LOW/CODE Agency builds custom logistics analytics applications for distribution centers and 3PLs that need operations dashboards, performance reporting, and management visibility over their automation platform data. With 350+ production applications built for enterprise clients including Coca-Cola, American Express, and Medtronic, we build the reporting layer that your automation investment is missing. If your logistics automation generates data that is not reaching your operations leadership as useful dashboards, schedule a consultation with our Senior Partners.
Frequently Asked Questions
What is a logistics automation company?
A logistics automation company designs, builds, or deploys technology that reduces manual labor and human decision-making in logistics operations. This includes material handling system integrators (conveyor, ASRS, sortation), AMR vendors (autonomous mobile robots), WMS software providers, and custom application developers who build analytics and workflow automation over existing platforms.

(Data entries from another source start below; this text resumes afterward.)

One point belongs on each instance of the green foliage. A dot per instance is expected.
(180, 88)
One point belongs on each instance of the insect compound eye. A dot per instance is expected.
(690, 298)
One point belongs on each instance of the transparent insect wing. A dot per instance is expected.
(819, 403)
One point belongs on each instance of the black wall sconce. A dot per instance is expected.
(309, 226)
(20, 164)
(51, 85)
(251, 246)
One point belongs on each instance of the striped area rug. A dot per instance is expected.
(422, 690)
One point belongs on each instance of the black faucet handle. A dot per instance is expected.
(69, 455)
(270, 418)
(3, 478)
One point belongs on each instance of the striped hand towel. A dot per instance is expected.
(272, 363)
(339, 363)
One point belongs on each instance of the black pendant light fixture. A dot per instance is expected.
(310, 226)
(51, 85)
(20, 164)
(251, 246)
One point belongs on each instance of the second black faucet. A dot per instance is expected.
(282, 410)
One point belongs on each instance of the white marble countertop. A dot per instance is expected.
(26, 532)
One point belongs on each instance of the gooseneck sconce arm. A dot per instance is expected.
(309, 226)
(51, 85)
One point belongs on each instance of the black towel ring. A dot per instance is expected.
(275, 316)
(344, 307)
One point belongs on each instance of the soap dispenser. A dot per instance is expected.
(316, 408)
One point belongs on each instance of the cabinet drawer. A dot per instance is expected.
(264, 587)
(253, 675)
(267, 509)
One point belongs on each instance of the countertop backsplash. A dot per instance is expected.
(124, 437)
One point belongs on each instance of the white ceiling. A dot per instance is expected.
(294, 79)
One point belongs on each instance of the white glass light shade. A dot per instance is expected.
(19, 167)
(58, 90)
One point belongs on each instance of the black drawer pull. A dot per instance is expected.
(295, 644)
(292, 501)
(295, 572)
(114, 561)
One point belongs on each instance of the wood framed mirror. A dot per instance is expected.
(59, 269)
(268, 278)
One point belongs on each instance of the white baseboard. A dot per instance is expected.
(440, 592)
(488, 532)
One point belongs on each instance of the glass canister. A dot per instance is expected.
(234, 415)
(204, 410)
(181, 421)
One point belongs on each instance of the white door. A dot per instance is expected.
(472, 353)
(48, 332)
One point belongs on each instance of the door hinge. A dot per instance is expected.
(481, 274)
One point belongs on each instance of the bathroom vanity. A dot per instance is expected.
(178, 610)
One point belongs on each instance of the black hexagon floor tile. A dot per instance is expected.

What are the largest logistics automation companies in the US?
The largest material handling logistics automation companies serving the US market include Dematic (KION Group), Vanderlande (Toyota Industries), Swisslog (KUKA/ABB), Knapp, SSI Schaefer, and Symbotic. In the software automation category, leading WMS platforms include Manhattan Associates, Oracle, and Infor.
How much does logistics automation cost?
Logistics automation costs vary by type: AMR deployments under a RaaS model cost $1,000 to $2,000 per robot per month; WMS platform implementations run $200,000 to $2 million or more depending on scale; large-scale ASRS and conveyor system installations run $2 million to $50 million or more; custom analytics applications run $40,000 to $80,000.
What is the difference between a WMS and logistics automation hardware?
A WMS (Warehouse Management System) is software that manages order, inventory, and labor within a warehouse. Logistics automation hardware includes conveyor systems, ASRS, AMRs, and sortation equipment that physically moves product. Most large-scale automation deployments integrate both: hardware handles physical movement and the WMS manages the order and inventory logic.
What is an ASRS in logistics automation?
An Automated Storage and Retrieval System (ASRS) mechanically stores and retrieves items in a dense storage structure without human travel into the storage area. Types include miniload ASRS (for totes and cases), shuttle systems (Dematic Multishuttle, Knapp OSR, TGW Stingray), and cube storage systems (AutoStore). ASRS improves storage density and throughput compared to manual shelving operations.
What should logistics operations look for in an automation company?
Logistics operations should evaluate: automation company experience in their specific sector (healthcare, grocery, ecommerce, industrial), the integration depth between hardware and WMS platforms, project scale alignment (some vendors only engage on large-scale projects), the software analytics and reporting capabilities the company provides, and references from comparable-scale deployments.